I have no clue why LeaNder appears to be annoyed with what Ed said. I merely meant that Jewish archeology appears to in fact mimic Nazi archeology: http://en.wikipedia.org/wiki/Nazi_archaeology Israeli psuedo-archeology has been flaunted in some of the History Channel segments. Real archeologists thinks such productions are a joke.
LeaNder appears to be annoyed with what Ed said sorry citizen, I will ignore him from now on. Even if it feels his stereotypes are send my way. Maybe it would help if he addressed points directly and without his usual sweeping generalizations. You tell me what he is alluding to here, what reality, whom is he addressing?: The Left's narrative reminds me of the leaders in The Planet of the Apes denying there was ever a human civilization on the site of their empire (knowing the truth to be otherwise) because they believe the world is better off burying the destructive, nuclear-armageddon past sowed by humanity.

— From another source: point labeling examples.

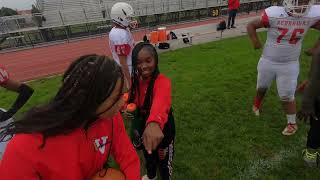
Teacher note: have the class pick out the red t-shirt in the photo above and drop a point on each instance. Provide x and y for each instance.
(4, 75)
(78, 155)
(233, 4)
(161, 102)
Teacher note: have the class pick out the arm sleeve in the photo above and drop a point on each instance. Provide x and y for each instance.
(123, 151)
(25, 92)
(161, 102)
(14, 165)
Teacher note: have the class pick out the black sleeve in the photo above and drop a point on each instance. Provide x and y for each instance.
(25, 92)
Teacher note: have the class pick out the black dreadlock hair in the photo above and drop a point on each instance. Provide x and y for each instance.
(135, 76)
(87, 82)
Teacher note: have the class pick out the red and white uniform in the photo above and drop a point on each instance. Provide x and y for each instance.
(4, 75)
(77, 155)
(281, 53)
(161, 102)
(121, 43)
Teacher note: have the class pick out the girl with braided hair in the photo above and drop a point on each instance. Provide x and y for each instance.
(72, 136)
(151, 92)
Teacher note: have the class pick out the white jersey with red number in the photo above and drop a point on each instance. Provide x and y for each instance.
(121, 43)
(4, 75)
(286, 33)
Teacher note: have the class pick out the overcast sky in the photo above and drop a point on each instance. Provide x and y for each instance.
(17, 4)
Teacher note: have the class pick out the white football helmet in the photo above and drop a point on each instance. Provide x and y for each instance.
(297, 8)
(122, 13)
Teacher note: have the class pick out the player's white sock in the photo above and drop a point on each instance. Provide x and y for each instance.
(291, 118)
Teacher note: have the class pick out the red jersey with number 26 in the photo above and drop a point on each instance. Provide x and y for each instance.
(285, 33)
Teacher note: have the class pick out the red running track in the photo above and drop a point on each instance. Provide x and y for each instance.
(30, 64)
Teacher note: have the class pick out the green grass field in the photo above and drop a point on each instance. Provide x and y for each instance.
(218, 137)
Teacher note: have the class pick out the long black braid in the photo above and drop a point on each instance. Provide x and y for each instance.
(85, 85)
(135, 77)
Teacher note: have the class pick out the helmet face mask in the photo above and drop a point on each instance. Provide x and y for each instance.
(121, 14)
(297, 8)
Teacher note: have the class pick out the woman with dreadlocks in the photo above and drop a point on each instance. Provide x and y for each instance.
(72, 136)
(151, 92)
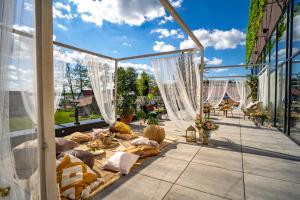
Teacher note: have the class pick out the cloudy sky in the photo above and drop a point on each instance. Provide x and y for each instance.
(121, 28)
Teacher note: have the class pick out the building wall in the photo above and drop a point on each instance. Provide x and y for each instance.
(273, 11)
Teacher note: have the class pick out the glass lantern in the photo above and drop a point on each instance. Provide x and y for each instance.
(190, 134)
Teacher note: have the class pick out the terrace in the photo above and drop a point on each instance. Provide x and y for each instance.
(183, 127)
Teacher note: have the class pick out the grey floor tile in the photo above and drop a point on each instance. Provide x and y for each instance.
(272, 167)
(257, 187)
(182, 193)
(213, 180)
(164, 168)
(181, 151)
(135, 187)
(219, 158)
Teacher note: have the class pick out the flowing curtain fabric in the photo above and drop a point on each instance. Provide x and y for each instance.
(18, 169)
(101, 76)
(233, 92)
(179, 85)
(27, 83)
(244, 92)
(263, 87)
(217, 90)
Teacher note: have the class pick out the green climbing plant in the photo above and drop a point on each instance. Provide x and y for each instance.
(256, 14)
(252, 82)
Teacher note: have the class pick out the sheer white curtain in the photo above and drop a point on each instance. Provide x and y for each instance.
(101, 75)
(263, 87)
(178, 84)
(218, 89)
(26, 72)
(233, 92)
(244, 92)
(15, 58)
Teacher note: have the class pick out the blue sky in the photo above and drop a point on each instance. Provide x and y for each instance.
(121, 28)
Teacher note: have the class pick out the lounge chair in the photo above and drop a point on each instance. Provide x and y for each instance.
(252, 108)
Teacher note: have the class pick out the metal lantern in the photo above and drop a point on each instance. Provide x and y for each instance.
(190, 134)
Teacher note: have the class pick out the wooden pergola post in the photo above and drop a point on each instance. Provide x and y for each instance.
(45, 99)
(116, 88)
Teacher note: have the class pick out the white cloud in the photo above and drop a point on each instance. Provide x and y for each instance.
(165, 20)
(217, 39)
(127, 44)
(28, 6)
(213, 61)
(62, 11)
(131, 12)
(62, 27)
(176, 3)
(164, 33)
(138, 67)
(59, 5)
(26, 29)
(161, 46)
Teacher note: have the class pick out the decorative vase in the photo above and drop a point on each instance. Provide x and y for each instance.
(262, 121)
(204, 140)
(126, 119)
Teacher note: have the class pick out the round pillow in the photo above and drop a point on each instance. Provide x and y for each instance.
(84, 156)
(154, 132)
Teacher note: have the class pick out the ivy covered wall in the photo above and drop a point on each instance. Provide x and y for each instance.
(256, 14)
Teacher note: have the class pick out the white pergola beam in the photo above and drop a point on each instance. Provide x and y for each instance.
(178, 19)
(45, 99)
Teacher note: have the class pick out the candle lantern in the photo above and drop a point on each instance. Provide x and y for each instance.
(191, 134)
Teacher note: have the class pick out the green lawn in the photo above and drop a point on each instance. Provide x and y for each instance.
(20, 123)
(61, 117)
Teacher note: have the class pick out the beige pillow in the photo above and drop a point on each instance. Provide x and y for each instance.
(121, 162)
(144, 141)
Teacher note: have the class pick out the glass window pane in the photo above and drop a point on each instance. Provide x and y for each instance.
(272, 94)
(295, 99)
(281, 34)
(280, 106)
(272, 49)
(296, 28)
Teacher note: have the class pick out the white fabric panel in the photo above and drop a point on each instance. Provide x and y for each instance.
(244, 92)
(16, 57)
(218, 89)
(233, 92)
(179, 85)
(263, 87)
(101, 75)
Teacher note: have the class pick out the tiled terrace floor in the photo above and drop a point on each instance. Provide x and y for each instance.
(241, 162)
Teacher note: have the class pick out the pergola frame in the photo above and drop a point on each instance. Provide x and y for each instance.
(45, 86)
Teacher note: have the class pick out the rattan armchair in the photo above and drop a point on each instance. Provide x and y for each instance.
(257, 107)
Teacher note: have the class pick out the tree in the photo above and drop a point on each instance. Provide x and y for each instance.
(81, 77)
(127, 90)
(69, 77)
(143, 84)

Concerning Himmler's Ahnenerbe. A friend, who owns a cute little studio and exhibition house a little south from Cologne, was tricked into exhibiting photos from the Ernst Schäfer exedition to Tibet without being informed of the context. Only when the exhibition was already announced and the photos on the wall he found out it was organized under Hitler's Ahnenerbe. … http://www.youtube.com/watch?v=1XZWTEwWwgE Himmler was a real nutcase. http://www.youtube.com/watch?v=1XZWTEwWwgE
Refugeeism was just a Congress Zionism variant tailored to the American environment. It made possible the construction of Jewish networks of trust without the baggage of religious law or of separate national identity. Safety and security among non-Jews was never the issue. To achieve such a goal, Jews would only have had to renounce those behaviors that make Jews a threat to non-Jews, e.g., support for Zionism (Marxism, Friedmanism, etc.), financial aggression, and corrupt Jewish social networking.
Anyone who has done the guided tour of the Old City might question, as I did, , that the putative site of the Last Supper is on the upper floor of the building housing King David's Tomb. Of course, there were Jews in Palestine before the creation of Israel, so certainly traces of them my be found, and used selectively.